The George Mason University Lesbian, Gay, Bisexual, Transgendered and Questioning Mentoring Program is in its second semester and will soon begin recruiting mentors and mentees for the spring semester.

“We wanted to put together some kind of system where newly arriving LGBTQ students would have an easier time learning the ropes of what Mason is like and specifically what Mason can be like for LGBTQ students,” said Ric Chollar, associate director of LGBTQ Resources.

Chollar said some universities match students with faculty, some with alumni, but that it was decided a student-student approach was best for Mason.

“The basic objective we have is helping incoming students be successful here at Mason and doing that through having at least one key person they can turn to to show them the ropes, to ask questions, to be the safe person that they can get information from,” Chollar said.

Chollar said the mentoring program is still small, and that there are 12 to 14 people in the mentoring community, or, five pairs of mentors and mentees.
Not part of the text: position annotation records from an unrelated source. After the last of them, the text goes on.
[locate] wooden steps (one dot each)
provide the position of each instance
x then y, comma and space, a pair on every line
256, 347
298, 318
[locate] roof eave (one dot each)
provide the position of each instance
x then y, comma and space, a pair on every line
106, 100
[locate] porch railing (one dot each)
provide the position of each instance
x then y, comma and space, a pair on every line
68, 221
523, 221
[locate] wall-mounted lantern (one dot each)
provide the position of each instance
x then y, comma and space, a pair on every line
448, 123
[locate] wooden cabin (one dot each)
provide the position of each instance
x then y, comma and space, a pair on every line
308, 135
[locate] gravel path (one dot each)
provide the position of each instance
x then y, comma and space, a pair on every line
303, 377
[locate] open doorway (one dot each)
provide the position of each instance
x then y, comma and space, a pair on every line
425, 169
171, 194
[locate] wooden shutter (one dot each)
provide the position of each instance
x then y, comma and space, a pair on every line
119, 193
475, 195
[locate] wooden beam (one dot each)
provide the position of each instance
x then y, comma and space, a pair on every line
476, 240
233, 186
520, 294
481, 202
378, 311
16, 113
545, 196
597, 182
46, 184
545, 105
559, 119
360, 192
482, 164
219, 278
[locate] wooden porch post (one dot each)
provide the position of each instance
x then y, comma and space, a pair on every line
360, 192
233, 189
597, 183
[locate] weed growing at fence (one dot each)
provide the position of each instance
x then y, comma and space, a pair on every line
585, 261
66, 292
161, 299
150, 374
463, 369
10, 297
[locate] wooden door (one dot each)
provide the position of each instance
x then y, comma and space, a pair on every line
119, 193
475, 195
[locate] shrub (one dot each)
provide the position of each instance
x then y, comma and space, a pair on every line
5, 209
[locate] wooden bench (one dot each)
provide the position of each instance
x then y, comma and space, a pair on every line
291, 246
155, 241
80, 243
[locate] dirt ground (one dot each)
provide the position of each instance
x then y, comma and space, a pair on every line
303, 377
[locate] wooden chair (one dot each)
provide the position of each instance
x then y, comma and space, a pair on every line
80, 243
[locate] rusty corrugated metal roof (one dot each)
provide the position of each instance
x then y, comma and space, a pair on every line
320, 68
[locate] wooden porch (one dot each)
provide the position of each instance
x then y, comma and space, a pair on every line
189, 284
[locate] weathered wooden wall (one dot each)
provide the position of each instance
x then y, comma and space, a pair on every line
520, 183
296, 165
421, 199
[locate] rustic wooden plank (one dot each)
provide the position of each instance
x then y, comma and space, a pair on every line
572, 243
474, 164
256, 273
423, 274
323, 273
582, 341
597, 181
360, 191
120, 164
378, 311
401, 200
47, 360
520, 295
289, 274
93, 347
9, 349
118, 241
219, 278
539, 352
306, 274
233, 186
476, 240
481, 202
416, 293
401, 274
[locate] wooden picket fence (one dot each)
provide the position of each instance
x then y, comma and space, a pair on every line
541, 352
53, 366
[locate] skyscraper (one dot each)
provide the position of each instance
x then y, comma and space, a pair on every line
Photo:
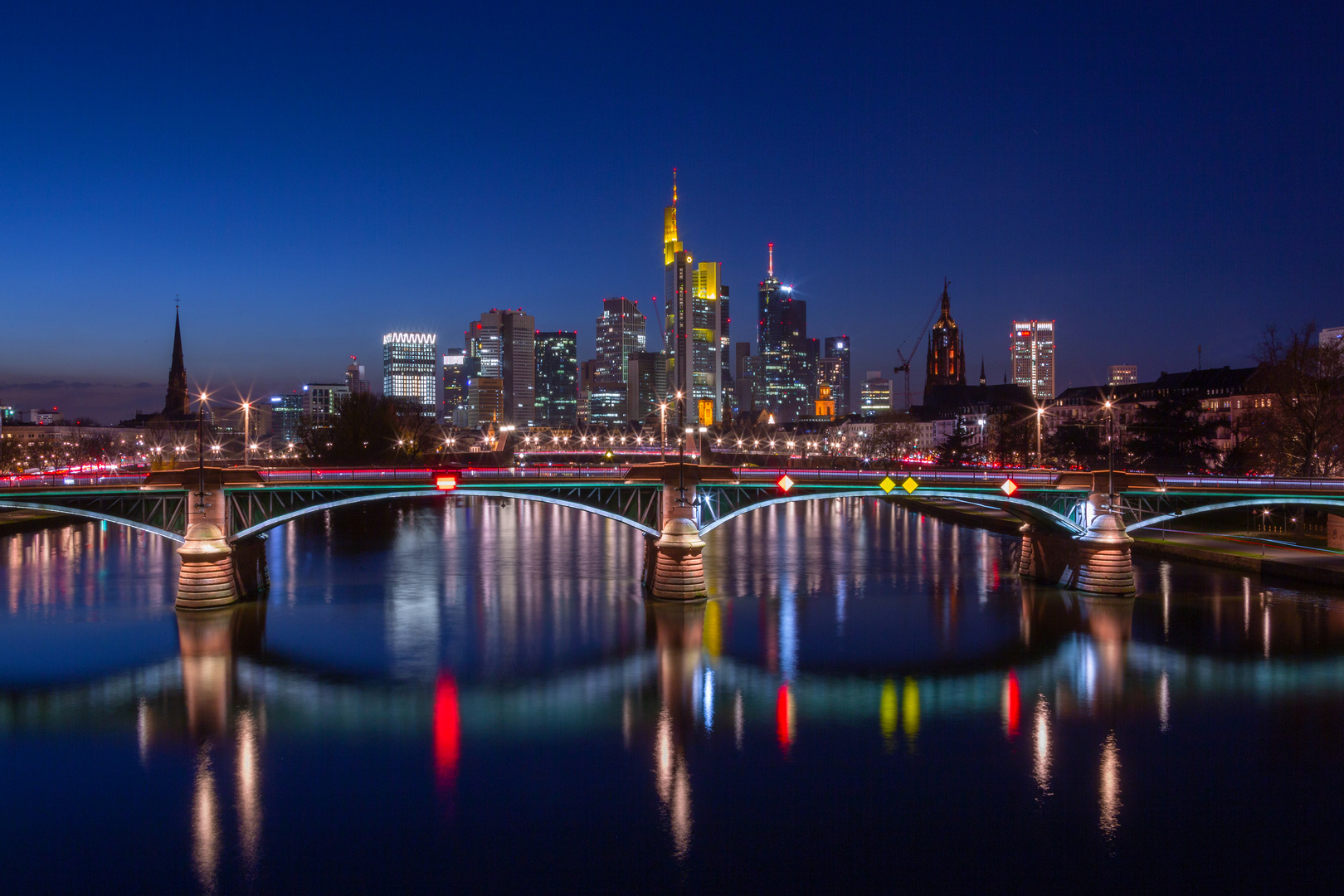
355, 379
877, 394
455, 386
786, 383
557, 377
696, 323
409, 370
620, 332
1121, 375
838, 347
947, 363
504, 344
1032, 349
645, 384
518, 358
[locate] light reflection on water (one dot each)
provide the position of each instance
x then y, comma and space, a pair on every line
498, 655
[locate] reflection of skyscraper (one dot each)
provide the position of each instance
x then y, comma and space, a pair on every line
557, 377
409, 370
1032, 344
620, 331
696, 321
786, 382
838, 347
945, 366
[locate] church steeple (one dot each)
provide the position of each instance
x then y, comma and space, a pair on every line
177, 402
947, 364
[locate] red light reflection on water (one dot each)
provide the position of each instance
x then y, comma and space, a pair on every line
784, 716
1012, 704
448, 733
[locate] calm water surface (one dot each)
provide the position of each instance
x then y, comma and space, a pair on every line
472, 698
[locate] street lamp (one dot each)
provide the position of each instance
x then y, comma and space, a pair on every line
1040, 412
246, 407
1110, 462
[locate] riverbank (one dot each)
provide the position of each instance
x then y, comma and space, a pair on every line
1278, 561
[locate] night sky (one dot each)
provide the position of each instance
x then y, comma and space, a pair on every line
308, 178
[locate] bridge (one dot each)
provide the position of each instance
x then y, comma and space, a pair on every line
1074, 524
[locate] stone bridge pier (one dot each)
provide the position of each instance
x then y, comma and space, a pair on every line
674, 563
214, 572
1096, 562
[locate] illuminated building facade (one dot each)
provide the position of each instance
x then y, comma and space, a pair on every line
455, 373
620, 332
877, 394
647, 386
947, 364
786, 383
410, 370
504, 347
1122, 375
557, 377
1032, 349
838, 349
355, 379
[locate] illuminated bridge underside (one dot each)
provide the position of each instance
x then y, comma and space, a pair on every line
637, 504
163, 514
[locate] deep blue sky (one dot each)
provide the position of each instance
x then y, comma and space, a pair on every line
311, 176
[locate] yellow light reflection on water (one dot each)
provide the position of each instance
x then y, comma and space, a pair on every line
910, 709
888, 713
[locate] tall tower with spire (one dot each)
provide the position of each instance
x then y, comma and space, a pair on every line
947, 363
177, 403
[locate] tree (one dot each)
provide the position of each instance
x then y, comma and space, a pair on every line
366, 429
1172, 437
1303, 431
893, 441
956, 449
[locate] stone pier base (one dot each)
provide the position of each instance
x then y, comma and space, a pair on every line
678, 562
206, 579
1097, 562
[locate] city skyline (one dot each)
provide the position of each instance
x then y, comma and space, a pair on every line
1010, 158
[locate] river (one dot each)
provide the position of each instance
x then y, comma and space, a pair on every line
475, 698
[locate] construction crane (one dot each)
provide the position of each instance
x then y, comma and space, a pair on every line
903, 367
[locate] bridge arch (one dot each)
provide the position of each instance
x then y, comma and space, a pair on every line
91, 514
1337, 504
420, 494
1018, 507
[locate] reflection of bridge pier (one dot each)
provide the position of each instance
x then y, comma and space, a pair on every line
676, 631
212, 642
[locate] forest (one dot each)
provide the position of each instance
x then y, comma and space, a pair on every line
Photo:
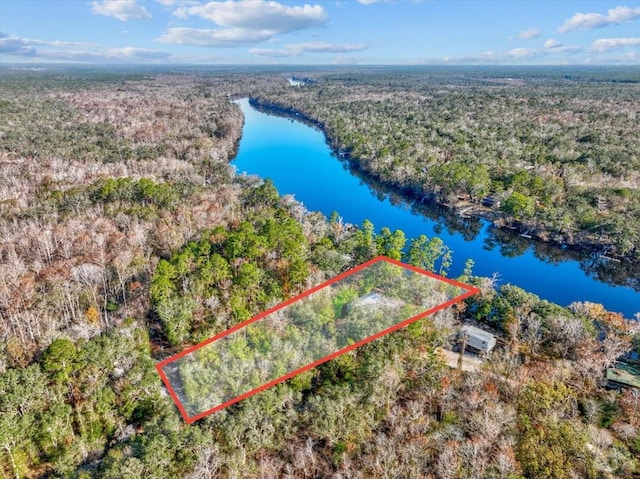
551, 152
126, 237
333, 317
The goal is to double the number of people in the program with each semester.

“I think the program has gone really well,” said Kristen Lucas-Stewart, a student intern who serves as a mentor coordinator. “We were very happy to see that we had quite a few matches with mentors and mentees, a lot more than we expected for the first semester. The matches overall are doing pretty well.”

Chollar said feedback has been positive and that most people who have commented on it say that it is a terrific idea and that there’s a need for a program like this at Mason.

“We’re still working out the kinks and the details about how successful the folks who were in it are feeling,” Chollar said. “We’ve got community- wide events where all the mentoring teems are invited to once-a-month programs where there’s some kind of content presentation that we think will be useful to them.”

Chollar said he encourages people in the program to contact each other at least once a week to keep track of the mentee’s progress. The mentees are typically freshman or transfer students.

“I wouldn’t say the program is an experiment or a test, but we’re trying things out this first year and perhaps revising and retailing it for future years,” Chollar said. “I think that we want to figure out how we can involve interested faculty, staff and alumni, particularly our LGBTQ alumni who have expressed an interest in wanting to be more in touch with our students and available to students.”

“I’m hoping to get a little more in depth with mentors and mentees and to talk more about what they’re doing,” Lucas-Stewart said, “as well as hopefully getting some more mentors and mentees and matching them up.”

Lucas-Stewart said the program was labor-intensive at the beginning, but that things came together nicely.